# Data Science with `Python` Practice

This is your first practice notebooks. The purpose of these practices is to reiterate some of the content that you went over in the lab, as well as introduce some new material to you with a bit of a guiding helping along the way. Unlike the labs, these notebooks will be incomplete in the sense that you will actively be editing/writing code to modify/produce output. The skeleton is already here but throughout these practice notebooks, we will be asking you to add the rest of the corpus. In doing so, you will hone your data science techniques as well as learn how to search for solutions to your programming hurdles.

This practice will be going over the fundamentals of data science with Python. Much of the content will be similar to your lab, [Introduction to Data Science with Python](../labs/intro_data_science_python.ipynb), and thus it will serve as a good guide post to answering some of the questions. We'll begin today with reading in the data...

## Read in Data 
For this practice we will be using a different baby names dataset.

We want to read in the data without using any libraries.

In [2]:
with open('/dsa/data/all_datasets/baby-names/NationalNames2.csv', 'r') as file:
    data = file.read()
    print(repr(data[0:101]))


'Id,Name,Year,Gender,Count\n4,Elizabeth,1880,F,1939\n8,Alice,1880,F,1414\n12,Clara,1880,F,1226\n13,Ella,18'


Currently, we are only able to use the indexes to locate specific characters in all of the data; this includes some unwanted characters such as commas and new line characters. In other words, all of the data are stored in a single string which is not very useful.
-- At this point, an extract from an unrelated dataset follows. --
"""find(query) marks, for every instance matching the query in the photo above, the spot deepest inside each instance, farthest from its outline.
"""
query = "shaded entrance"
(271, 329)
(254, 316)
**Activity 1**: *Read in the file so that it is a `list of lists`. In other words, I should be able to access each row individually as well as individual values within the row.* 

In [3]:
# Code for activity 1 goes here
# -----------------------------
split = data.split('\n')
list_of_lists = []
for line in split:
    row = line.split(',')
    list_of_lists.append(row)


To make sure everyone is working with the data loaded the same way, we are going to go ahead and read in the data using the `csv` library. Remembering that there is a lot of data to work with here so we are going to go ahead and subset it.

In [4]:
import csv

# create a list of lists with csv library and store the data in a `data_list` variable
data_list = list(csv.reader(open('/dsa/data/all_datasets/baby-names/NationalNames2.csv'),  delimiter=','))
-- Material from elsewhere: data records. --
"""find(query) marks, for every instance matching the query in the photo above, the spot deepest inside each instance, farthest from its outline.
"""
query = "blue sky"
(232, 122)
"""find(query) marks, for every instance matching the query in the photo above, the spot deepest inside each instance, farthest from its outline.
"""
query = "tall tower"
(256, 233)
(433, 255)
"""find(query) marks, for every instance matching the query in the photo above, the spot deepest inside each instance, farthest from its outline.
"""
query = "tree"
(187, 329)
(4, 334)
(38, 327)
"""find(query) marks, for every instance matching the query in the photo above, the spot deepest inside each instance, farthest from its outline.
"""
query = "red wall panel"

# create a subset of the entire data set to speed things up
subset = data_list[1:301]

Take the following scenario:

Imagine that we want to find those names in the data set that are not that common. Let's go ahead and classify names that have a `Count` less than 30 as being not that popular. This is almost the bit of code we need to find all of those rows that are less than 30 but we are getting an error.

**Activity 2**: *In the second cell below, correct (de-bug) the following code and answer the following questions.*

In [6]:
for row in subset:
    if row[4] < 30:
        print(row[1])

TypeError: '<' not supported between instances of 'str' and 'int'

**Questions**:
1. What does the following error mean? 
2. How would you correct it so that the names that have less than 30 people who are named that are `print`ed out? 

In [10]:
# Code for activity 2 goes here
# -----------------------------
# 1. Answer the question here as a comment
print('It means that you cannot use >, <, to compare a string (how the data has been stored) to an integer')
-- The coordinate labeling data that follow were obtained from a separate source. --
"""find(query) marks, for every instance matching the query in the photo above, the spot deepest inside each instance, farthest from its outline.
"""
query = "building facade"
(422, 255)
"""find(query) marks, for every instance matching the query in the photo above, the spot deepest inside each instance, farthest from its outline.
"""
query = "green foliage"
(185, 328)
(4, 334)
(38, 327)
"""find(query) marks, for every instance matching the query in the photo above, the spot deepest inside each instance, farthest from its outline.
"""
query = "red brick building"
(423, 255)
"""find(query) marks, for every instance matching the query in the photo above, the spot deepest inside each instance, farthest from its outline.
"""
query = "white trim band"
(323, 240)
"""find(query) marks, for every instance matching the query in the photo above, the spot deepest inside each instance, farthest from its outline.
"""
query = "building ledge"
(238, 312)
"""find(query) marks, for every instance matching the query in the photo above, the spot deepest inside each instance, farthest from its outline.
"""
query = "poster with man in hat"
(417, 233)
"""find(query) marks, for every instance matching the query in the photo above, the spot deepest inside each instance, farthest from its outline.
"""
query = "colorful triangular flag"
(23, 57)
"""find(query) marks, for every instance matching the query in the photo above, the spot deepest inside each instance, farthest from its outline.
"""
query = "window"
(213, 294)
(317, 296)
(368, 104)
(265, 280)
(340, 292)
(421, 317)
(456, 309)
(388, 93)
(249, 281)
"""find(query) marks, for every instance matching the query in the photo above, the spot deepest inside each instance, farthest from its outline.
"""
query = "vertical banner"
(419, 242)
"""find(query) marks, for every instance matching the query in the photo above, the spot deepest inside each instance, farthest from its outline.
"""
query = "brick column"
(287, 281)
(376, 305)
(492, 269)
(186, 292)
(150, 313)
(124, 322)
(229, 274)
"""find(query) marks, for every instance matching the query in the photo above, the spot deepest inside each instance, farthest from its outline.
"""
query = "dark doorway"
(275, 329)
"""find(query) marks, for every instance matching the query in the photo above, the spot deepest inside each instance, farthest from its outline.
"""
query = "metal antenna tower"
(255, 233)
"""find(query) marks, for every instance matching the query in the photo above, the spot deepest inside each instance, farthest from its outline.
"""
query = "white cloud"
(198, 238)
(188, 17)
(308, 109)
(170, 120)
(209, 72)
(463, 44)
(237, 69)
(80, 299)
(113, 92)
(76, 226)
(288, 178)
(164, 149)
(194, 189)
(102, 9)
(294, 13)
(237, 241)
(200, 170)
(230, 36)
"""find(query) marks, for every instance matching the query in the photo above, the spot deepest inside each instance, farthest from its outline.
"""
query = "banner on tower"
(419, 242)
# 2. Below put the corrected code
for row in subset:
    if int(row[4]) < 30:
        print(row[1])

It means that you cannot use >, <, to compare a string (how the data has been stored) to an integer
Lucretia
Orpha
Alvina
Catharine
Elma
Geneva
Lona
Linda
Zula
Frieda
Joanna
Tennie
Ettie
Letha
Minta
Adah
Margret
Floy
Idella
Juanita
Isabell
Pattie
Vivian
Almeda
Jannie
Kathrine
Lavinia
Susanna
Elsa
Gladys
Vesta
Antoinette
Libbie
Lilian
Lutie
Meda
Zelma
Adelia
Annetta
Antonia
Dona
Iona
Alva
Cecile
Ellie
Evie
Frankie
Helene
Minna
Savannah
Tina
Anita
Dorothea
Nan
Pearlie
Constance
Ila
Jimmie
Lucia
Ludie
Betsy
Hortense
June
Mona
Cathrine
Clyde
Eleanore
Fay
Jenny
Peggy
Abigail
Clemmie
Easter
Emelia
India
Lotta
Mame
Aline
Emmer
Lissie
Mallie
Malvina
Mazie
Robert
Rosina
Theodora
Therese
Altha
Birtie
Claude
Emelie
Erna
Hilma
Juliet
Leonie
Lugenia
Manda
Manerva
Nella
Paulina
Philomena
Sena
Althea
Annabelle
Dell
Dellar
Elinor
Ione
Josiephine
Lavina
Marcia
Margarette
Oda
Patty
Rosalia
Roxanna
Sula
Winnifred
Bernadette
Elena
Elenora
Inga
Kattie
Leslie
Margery
Ocie
Rowena
Shirley
Tabitha
Verdie
Alber

## Data Manipulation with `pandas`

We are going to transition to using `pandas` now. Let's begin by reading in the file...

In [11]:
import pandas as pd

df = pd.read_csv('/dsa/data/all_datasets/baby-names/NationalNames2.csv')

In [12]:
#displaying the first 10 rows
df.head(10)

Unnamed: 0,Id,Name,Year,Gender,Count
0,4,Elizabeth,1880,F,1939
1,8,Alice,1880,F,1414
2,12,Clara,1880,F,1226
3,13,Ella,1880,F,1156
4,18,Nellie,1880,F,995
5,21,Maude,1880,F,858
6,22,Mabel,1880,F,808
7,23,Bessie,1880,F,796
8,24,Jennie,1880,F,793
9,25,Gertrude,1880,F,787


So this looks good, but the `Id` column from the original file is redundant because `pandas` provides our data frame with one already. 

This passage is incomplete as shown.